Trump’s public rehabilitation of Putin, who had become an international pariah indicted for war crimes, has disturbed U.S. allies, and they believe that the decision to rule out NATO membership for Ukraine weakened Kyiv’s hand at the negotiating table before peace talks have even begun.
Beyond that, Europe and Canada were alarmed last month when the United States split with European allies by refusing to blame Russia for its invasion of Ukraine in votes on three U.N. resolutions seeking an end to the war.
U.S. Secretary of State Marco Rubio said that Washington isn’t insisting that its allies hit the 5% spending target overnight, but “we think that’s what NATO allies need to be spending for NATO to face the threats that itself has identified and articulated.”
Rubio said that the extra spending is required to beef up military capabilities.
“We are as involved in NATO today as we have ever been, and we intend to continue to be. But it has to be a real alliance. And that means that our alliance partners have to increase their own capabilities,” he said.
Asked whether that the U.S. would also match the 5% target, Rubio said: “Sure. We’re heading there now.”
France has set itself an “objective of 3%-3.5%, and we are preparing to reach 3%-3.5%, which is about the level of American defense spending,” French Foreign Minister Jean-Noël Barrot said. France was estimated to be spending 2.06% last year.
He said that new funds should be spent on European rather than American equipment. In recent years, European allies placed around two-thirds of their equipment orders with U.S. defense companies.

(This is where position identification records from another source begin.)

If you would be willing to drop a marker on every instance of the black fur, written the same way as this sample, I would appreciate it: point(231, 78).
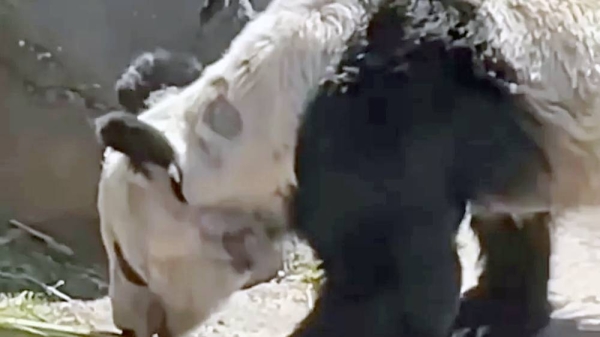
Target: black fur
point(141, 143)
point(385, 165)
point(152, 71)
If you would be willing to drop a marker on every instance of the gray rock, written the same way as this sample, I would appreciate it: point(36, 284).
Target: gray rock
point(59, 61)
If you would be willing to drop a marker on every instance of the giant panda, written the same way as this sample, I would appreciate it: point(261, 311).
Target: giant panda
point(181, 178)
point(379, 161)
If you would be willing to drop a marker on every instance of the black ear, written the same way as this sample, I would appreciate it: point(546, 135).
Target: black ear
point(139, 141)
point(152, 71)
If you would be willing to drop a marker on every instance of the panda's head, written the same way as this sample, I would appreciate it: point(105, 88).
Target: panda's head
point(148, 150)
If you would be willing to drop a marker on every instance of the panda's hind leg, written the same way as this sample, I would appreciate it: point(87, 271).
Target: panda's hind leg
point(511, 298)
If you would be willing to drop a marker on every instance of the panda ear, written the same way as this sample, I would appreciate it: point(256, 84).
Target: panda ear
point(223, 118)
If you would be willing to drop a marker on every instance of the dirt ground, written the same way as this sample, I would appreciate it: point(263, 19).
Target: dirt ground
point(273, 309)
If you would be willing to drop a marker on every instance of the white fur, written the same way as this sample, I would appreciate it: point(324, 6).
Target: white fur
point(554, 46)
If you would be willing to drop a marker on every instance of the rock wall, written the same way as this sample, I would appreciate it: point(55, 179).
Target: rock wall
point(59, 60)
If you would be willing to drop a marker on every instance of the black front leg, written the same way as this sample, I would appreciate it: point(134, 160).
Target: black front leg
point(512, 296)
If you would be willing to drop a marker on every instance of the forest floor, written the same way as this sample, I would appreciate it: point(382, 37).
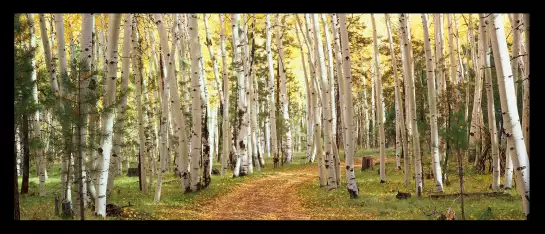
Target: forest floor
point(292, 192)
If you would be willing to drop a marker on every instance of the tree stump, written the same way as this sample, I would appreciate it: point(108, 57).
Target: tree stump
point(366, 163)
point(132, 172)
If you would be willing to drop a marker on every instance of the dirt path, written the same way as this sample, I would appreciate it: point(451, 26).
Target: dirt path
point(272, 197)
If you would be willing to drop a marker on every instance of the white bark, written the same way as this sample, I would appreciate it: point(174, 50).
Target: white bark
point(108, 118)
point(242, 114)
point(226, 127)
point(526, 83)
point(409, 88)
point(142, 117)
point(120, 121)
point(380, 118)
point(36, 134)
point(436, 164)
point(196, 130)
point(326, 103)
point(349, 119)
point(484, 56)
point(510, 115)
point(284, 96)
point(272, 105)
point(399, 106)
point(310, 116)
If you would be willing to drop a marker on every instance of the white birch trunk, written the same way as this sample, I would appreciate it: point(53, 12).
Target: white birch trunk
point(120, 121)
point(272, 105)
point(108, 118)
point(326, 103)
point(242, 114)
point(380, 118)
point(142, 118)
point(409, 87)
point(349, 119)
point(510, 115)
point(436, 164)
point(484, 56)
point(399, 106)
point(526, 83)
point(226, 132)
point(36, 134)
point(196, 130)
point(284, 96)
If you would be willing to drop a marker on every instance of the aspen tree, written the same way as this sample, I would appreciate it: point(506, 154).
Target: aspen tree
point(349, 115)
point(510, 115)
point(433, 108)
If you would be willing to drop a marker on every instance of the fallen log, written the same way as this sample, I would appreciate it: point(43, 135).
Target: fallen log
point(492, 194)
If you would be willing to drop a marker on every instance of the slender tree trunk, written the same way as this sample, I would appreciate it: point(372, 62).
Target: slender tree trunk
point(441, 80)
point(142, 117)
point(26, 154)
point(37, 151)
point(284, 95)
point(433, 108)
point(485, 70)
point(326, 103)
point(196, 130)
point(399, 105)
point(349, 119)
point(272, 105)
point(408, 75)
point(526, 83)
point(108, 118)
point(510, 115)
point(120, 121)
point(378, 83)
point(225, 124)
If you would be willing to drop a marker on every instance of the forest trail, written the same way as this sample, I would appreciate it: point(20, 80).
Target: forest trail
point(271, 197)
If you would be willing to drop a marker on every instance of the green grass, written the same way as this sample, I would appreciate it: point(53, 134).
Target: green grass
point(379, 201)
point(126, 189)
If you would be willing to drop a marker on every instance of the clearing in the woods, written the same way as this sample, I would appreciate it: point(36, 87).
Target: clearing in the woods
point(292, 192)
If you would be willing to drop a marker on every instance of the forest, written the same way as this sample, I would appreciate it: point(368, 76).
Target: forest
point(256, 116)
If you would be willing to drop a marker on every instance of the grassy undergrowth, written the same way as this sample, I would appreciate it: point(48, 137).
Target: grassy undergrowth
point(126, 189)
point(378, 200)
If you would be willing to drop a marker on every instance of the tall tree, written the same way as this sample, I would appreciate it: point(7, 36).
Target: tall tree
point(399, 101)
point(284, 94)
point(225, 124)
point(378, 89)
point(349, 115)
point(433, 108)
point(120, 121)
point(326, 103)
point(272, 105)
point(410, 90)
point(196, 130)
point(510, 114)
point(108, 118)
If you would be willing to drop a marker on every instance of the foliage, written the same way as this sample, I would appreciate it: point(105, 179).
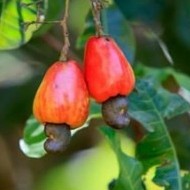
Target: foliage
point(151, 104)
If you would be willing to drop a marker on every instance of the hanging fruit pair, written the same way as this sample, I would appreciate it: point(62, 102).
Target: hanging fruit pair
point(109, 78)
point(61, 103)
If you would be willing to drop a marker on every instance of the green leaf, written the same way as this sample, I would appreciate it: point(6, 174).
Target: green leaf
point(160, 75)
point(14, 13)
point(143, 10)
point(32, 144)
point(33, 132)
point(117, 27)
point(182, 19)
point(33, 139)
point(150, 106)
point(130, 170)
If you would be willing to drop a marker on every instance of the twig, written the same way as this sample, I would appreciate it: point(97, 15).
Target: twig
point(65, 49)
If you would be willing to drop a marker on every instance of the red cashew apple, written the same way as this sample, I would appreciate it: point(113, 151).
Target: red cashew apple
point(109, 78)
point(62, 100)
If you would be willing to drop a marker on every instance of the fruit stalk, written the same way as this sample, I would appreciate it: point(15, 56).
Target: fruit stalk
point(96, 9)
point(65, 48)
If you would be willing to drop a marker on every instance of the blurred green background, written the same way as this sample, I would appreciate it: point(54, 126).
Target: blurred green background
point(154, 32)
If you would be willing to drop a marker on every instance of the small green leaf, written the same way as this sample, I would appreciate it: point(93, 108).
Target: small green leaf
point(150, 106)
point(32, 144)
point(130, 169)
point(14, 14)
point(34, 132)
point(186, 181)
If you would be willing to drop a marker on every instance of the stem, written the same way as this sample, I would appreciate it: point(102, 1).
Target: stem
point(65, 49)
point(96, 8)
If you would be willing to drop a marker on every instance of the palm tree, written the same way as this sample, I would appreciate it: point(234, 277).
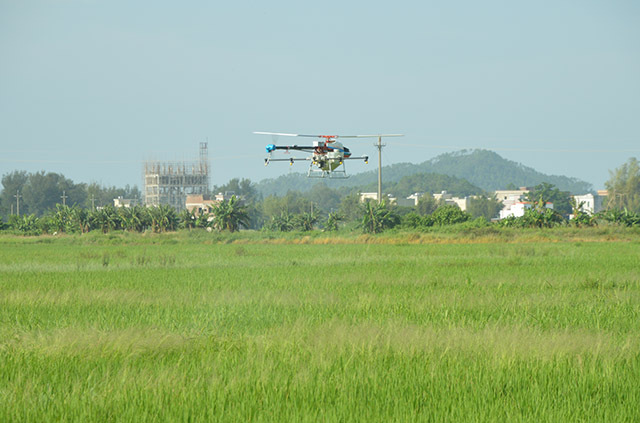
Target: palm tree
point(163, 218)
point(187, 219)
point(106, 218)
point(333, 220)
point(133, 218)
point(305, 221)
point(60, 218)
point(230, 215)
point(81, 219)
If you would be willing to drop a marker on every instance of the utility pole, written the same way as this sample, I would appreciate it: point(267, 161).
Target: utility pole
point(18, 201)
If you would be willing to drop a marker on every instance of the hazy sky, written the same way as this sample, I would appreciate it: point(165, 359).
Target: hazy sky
point(91, 89)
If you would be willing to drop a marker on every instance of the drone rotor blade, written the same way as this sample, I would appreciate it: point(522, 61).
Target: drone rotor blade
point(276, 133)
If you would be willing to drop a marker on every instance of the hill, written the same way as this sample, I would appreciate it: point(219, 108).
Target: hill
point(481, 168)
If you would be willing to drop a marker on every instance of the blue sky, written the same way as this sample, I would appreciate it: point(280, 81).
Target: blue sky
point(91, 89)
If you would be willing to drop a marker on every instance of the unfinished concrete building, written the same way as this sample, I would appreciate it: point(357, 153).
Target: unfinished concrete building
point(170, 182)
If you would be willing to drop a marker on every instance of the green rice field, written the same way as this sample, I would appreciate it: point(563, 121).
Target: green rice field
point(192, 328)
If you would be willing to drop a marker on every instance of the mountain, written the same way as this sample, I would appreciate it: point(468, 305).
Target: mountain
point(481, 168)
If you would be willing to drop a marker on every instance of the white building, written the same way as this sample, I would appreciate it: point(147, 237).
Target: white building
point(512, 196)
point(125, 202)
point(373, 196)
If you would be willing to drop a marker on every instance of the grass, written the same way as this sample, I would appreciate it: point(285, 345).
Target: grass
point(398, 327)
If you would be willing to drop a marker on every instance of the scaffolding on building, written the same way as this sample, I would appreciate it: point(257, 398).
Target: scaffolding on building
point(169, 183)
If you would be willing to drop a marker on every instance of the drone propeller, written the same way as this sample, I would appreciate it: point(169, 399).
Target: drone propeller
point(328, 136)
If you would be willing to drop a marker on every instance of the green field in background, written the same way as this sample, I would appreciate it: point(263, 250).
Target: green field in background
point(179, 328)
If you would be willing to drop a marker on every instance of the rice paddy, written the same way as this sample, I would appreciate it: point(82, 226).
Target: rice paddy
point(180, 328)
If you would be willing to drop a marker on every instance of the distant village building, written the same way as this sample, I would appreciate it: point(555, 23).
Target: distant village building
point(449, 199)
point(197, 204)
point(200, 203)
point(518, 209)
point(591, 203)
point(512, 196)
point(410, 201)
point(373, 196)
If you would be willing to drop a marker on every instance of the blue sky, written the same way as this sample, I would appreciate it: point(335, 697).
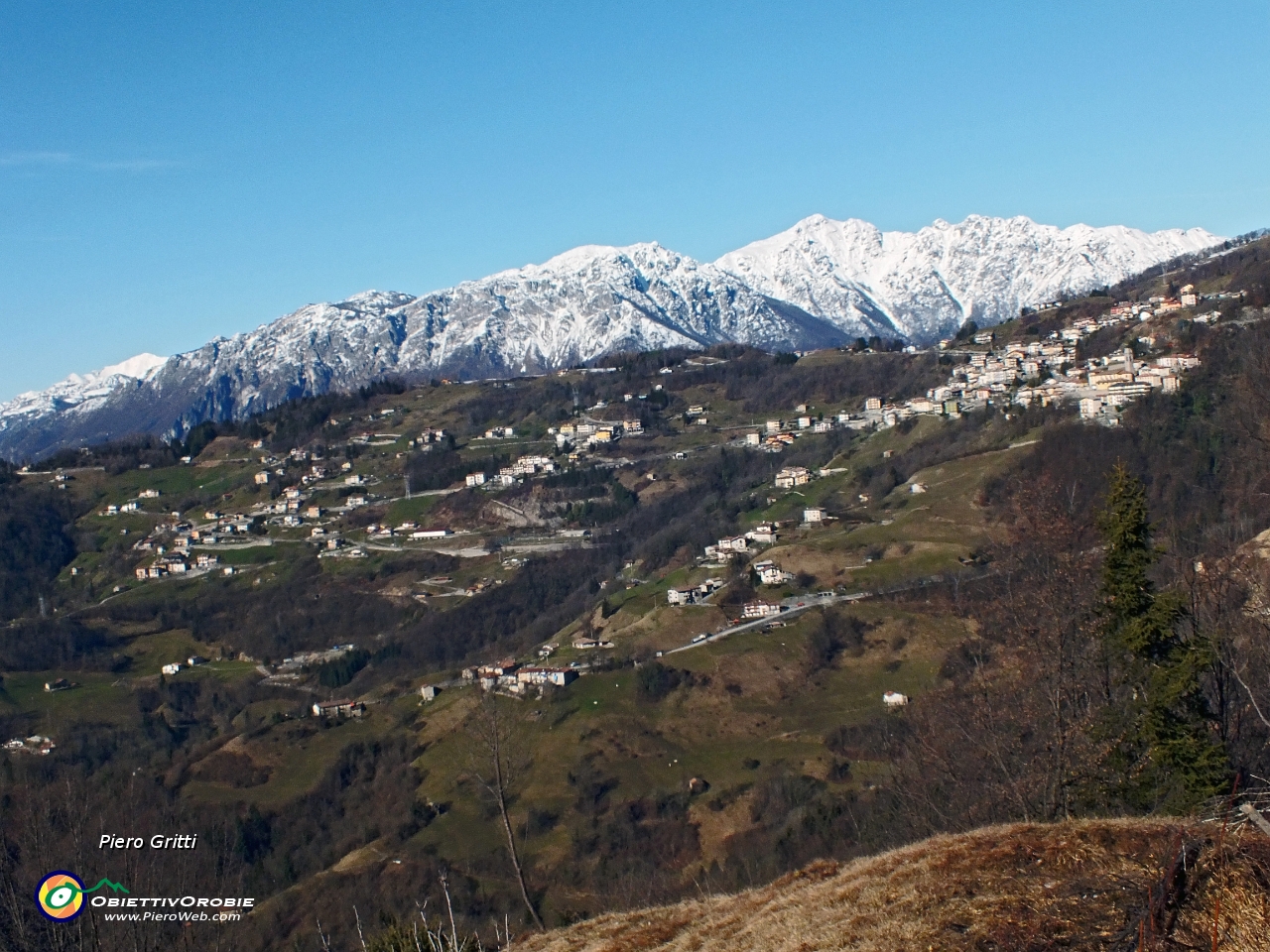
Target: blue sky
point(173, 172)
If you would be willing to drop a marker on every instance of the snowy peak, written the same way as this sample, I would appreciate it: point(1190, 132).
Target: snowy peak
point(926, 285)
point(815, 285)
point(81, 391)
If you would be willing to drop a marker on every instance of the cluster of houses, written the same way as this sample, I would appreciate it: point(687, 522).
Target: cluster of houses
point(338, 708)
point(176, 666)
point(592, 434)
point(694, 594)
point(760, 610)
point(762, 535)
point(1047, 372)
point(132, 506)
point(512, 676)
point(407, 530)
point(524, 466)
point(35, 744)
point(178, 562)
point(308, 658)
point(771, 574)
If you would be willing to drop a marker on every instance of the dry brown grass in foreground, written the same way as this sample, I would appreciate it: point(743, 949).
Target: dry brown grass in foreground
point(1083, 885)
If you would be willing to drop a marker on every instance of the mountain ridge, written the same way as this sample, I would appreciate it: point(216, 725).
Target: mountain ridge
point(820, 284)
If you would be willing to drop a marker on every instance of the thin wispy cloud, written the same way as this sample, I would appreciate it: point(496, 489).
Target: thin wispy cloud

Even as the Trump administration demands that defense spending be ramped up, the president’s tariff war is roiling stock markets and is likely to damage economic growth around the world, including among U.S. allies at NATO.
Article 2 of NATO’s founding treaty states that allies “will seek to eliminate conflict in their international economic policies and will encourage economic collaboration between any or all of them.”
Asked whether the tariffs constitute a breach of the treaty, NATO Secretary-General Mark Rutte said: “No, I don’t think so. We have seen in the past many examples of differences of view, of fights over tariffs. This has happened before without that being in violation of Article 2.”
Pressed on how allies might provide for their security, if they no longer have budget space, Rutte said: “I don’t think I’m helping this alliance by commenting on something which is not really part of alliance policy, and that is to make sure that we can defend ourselves.”
Norwegian Foreign Minister Espen Barth Eide said that NATO members are working on setting a new spending target, to be announced at the next summit in June.
But he said that “5% is of course much more than the U.S. itself spends and it’s a very high ambition and we are not ready to commit to a number at this time. Just as it’s important to spend more, it’s also important to spend more smartly.”